WHY AM I DOING THIS?
I was sheltering in a bothy on the Great Glen Way in August 2017 when I decided that one day I would do a big walk. As the rain poured down and we were huddling together to avoid getting more soaked than necessary, David and I started to chat to the other walkers. Two were youngsters who'd been camping and were covered in midge bites from the previous night. The other was an older American man who talked passionately about the joy of walking the Appalachian Trail. Over 2000 miles of walking.
I know that we talk about lightbulb moments, and the idea is a cliche, but that's what it felt like. The Appalachian trail is too far away for me to do, for now at least, but I thought that I could do my own trail, in my own country. And that it could be as exciting for me as it was to the unnamed man about whom I still think a lot.
So ever since then I've been planning my adventure. My initial plan was to take a term's sabbatical from work, and then return to school. But I realised that my taste of freedom might mean I wouldn't want to return, so I delayed my departure until after I'd retired from teaching. It then became a way of marking the end of 35 years of teaching, with 25 years in the same school.
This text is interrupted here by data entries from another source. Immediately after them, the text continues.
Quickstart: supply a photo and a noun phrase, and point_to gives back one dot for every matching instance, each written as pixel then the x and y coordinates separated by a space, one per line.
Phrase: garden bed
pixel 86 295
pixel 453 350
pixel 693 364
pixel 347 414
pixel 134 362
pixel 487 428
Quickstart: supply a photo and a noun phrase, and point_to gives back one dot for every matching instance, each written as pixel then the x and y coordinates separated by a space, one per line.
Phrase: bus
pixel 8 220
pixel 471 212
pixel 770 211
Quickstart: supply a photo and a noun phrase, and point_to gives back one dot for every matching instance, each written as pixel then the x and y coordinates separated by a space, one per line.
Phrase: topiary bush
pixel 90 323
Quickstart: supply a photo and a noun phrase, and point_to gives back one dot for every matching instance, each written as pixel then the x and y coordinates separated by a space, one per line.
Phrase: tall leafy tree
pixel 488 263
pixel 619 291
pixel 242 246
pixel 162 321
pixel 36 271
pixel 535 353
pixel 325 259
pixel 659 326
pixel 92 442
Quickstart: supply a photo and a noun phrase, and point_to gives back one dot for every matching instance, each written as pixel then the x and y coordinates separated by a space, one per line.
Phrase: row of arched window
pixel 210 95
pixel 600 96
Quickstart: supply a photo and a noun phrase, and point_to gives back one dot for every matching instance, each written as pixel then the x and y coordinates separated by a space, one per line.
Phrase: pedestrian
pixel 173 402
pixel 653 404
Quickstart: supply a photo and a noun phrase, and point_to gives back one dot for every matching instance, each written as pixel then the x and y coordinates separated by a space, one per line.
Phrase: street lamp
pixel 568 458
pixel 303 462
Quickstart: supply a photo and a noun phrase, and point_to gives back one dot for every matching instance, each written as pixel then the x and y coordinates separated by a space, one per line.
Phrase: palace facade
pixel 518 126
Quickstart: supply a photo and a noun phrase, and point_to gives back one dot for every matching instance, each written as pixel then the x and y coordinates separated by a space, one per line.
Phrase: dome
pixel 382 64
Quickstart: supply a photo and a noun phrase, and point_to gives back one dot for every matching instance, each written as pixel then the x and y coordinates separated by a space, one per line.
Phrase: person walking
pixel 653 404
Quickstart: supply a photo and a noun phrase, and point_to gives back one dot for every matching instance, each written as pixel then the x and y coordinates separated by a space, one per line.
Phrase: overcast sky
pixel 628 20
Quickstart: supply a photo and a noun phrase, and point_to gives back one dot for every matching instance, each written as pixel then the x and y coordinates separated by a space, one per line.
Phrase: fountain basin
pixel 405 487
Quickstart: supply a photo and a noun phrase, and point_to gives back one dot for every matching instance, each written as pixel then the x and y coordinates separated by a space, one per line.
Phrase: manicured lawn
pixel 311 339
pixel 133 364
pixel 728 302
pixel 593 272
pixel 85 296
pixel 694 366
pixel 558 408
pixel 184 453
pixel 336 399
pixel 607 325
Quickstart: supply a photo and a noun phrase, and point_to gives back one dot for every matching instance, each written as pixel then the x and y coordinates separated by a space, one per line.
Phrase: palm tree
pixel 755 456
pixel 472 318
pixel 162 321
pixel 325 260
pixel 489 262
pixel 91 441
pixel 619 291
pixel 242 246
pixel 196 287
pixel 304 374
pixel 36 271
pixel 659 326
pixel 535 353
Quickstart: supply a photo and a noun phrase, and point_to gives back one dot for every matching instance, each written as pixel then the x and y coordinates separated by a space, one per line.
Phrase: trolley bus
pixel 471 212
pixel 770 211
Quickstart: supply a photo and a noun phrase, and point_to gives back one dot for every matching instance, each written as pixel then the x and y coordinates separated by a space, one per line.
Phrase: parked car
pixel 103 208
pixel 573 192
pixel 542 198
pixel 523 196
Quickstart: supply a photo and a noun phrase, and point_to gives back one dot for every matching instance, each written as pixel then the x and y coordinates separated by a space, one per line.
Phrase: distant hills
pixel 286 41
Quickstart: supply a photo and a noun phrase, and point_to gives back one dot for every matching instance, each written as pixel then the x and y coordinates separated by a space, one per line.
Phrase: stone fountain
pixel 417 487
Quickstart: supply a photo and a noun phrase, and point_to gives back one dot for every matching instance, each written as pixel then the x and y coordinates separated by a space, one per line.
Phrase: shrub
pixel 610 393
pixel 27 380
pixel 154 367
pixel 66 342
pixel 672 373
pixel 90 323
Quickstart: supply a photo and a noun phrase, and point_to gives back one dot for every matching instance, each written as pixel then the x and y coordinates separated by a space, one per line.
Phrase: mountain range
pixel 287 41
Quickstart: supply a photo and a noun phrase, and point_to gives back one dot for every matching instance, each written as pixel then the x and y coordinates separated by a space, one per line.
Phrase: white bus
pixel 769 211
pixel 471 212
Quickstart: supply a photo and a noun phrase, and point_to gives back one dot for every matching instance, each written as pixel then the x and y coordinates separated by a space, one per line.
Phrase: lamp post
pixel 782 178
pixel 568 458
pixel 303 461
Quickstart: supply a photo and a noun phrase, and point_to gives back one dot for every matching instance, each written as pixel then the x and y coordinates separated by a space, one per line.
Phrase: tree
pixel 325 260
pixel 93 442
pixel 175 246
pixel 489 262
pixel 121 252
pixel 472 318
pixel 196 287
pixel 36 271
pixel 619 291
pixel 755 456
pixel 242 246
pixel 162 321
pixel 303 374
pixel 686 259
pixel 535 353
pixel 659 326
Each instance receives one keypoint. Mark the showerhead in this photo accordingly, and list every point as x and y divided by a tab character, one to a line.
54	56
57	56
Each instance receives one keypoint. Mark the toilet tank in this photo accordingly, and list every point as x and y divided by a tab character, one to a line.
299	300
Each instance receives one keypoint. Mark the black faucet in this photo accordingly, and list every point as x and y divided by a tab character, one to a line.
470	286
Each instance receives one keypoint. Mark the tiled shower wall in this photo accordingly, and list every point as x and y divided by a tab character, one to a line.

I was going to eventually continue with all of my other jobs, as a choral director, animateur and director of large music festivals, but for four months in 2020 I planned to step out of my life to walk from John O Groats to Lands End.
But then, of course, the pandemic forced us all to step out of our lives. A few weeks before I was due to start, we were locked down, and all my plans, like everyone’s, were ruined. The training stopped abruptly and my only walking was for the hour’s authorised exercise that we could do within our area.
2021 felt too uncertain to set up the walk again - I couldn’t bear the idea of it having to be cancelled and to go through more disappointment. So instead I did an interim walk, completing the Coast to Coast over 17 days last summer in the heatwave. This was a fantastic experience, about which I’ve written here. It taught me that I am resilient enough to keep going when things feel pretty tough, and that I could cope with, indeed I enjoyed the experience of a solo adventure, albeit a much shorter one than this.
For I’d always planned to do this mainly on my own. I love my friends and family very much, but I wanted to plan my walk the way I wanted to do it. I'm very lucky that many have said that they want to come and keep me company, and walk alongside me for a while, but essentially this is my adventure. With the excitement of that will undoubtedly come added challenges, on top of the physical exertion, of finding out how I cope with long periods on my own.
With the relaxation of the Covid mitigations, I could consider the big walk again. For various reasons I’ve reversed the original journey, now walking South to North. I’ve also adjusted the route a little, making the average walking day a little longer than in the original plan - learning from the C2C that I’m capable of slightly longer days. The adventure will run from the beginning of June till towards the end of September. Instead of marking the end of teaching, it now marks me turning 60 this year. Feels like a great way to do that.
This blog is intended to be a record for me of the journey, both physically and mentally, and also a way of people keeping up with what I'm doing. In itself writing it will be a challenge, but I learnt a lot from writing the blog last year, it was a great way of processing what I’d been doing, given I mainly didn’t have people to talk it through with. I discovered that I enjoyed writing, and also, to my surprise, others seemed to enjoy reading it.